I sometimes feel I have the great misfortune to be the owner of my brain. Over the years I have spent a lot of time trying to first figure out if something was wrong with me, then what, then why, then if I can fix it, if I even want to fix it. I’ve been in and out of therapy since I was 14, first for low self esteem and self harm, later anxiety, depression, now OCD and I only now am beginning to feel like I am starting to understand. Youper is an app I’ve mentioned previously and it is something I’ve used off and on to track symptoms and understand the factors that impact my mood. When I first started the app I filled out a survey that analyzed factors of my personality. I take this with a grain of salt, but it is interesting.
Personally, I think this is pretty accurate. I’m very introverted despite not being shy, my emotions are always at the surface and I’m very disorganized.
In addition to this analysis over the years Youper has helped me gain insight into the factors that affect my mood. For instance, I’m calm when I stick to a routine that involves yoga, meditation, exercise and solitude.

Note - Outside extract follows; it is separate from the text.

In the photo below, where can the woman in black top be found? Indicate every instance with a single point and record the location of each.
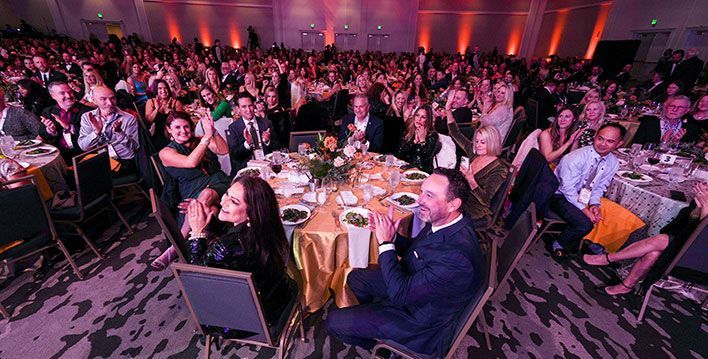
(420, 145)
(256, 243)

However, I become quite overwhelmed in situations where I’m quite busy with work or school, if I have a bad routine and if I am sedentary. Unfortunately this has been the last few months for me. Kids also make me overwhelmed at times, however, this is partially linked to me OCD and intrusive thoughts so it is not always the case. Also, when I am practicing the self care that are listed above, kids are much more enjoyable to be around and become a more positive part of my day. Though I’d be lying if they weren’t too much sometimes, I think any educator can say that.

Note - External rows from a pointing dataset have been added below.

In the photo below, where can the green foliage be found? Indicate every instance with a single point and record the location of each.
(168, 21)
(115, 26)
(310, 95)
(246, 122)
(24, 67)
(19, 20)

My frustration over the years is in that while I can see these connection, I rarely act in ways that support those positive moods which fuels depressive episodes, which feed the bad habits and the cycle continues. This year I have been on a journey to explore all the factors in my brain be they anxiety/ocd, depression, the possibility that I have ADHD. Through this I have explore CBT and ERP therapy and for this inquiry I’m going to write down what I have learned and look into more sources to gain a deeper understanding beyond my own experience.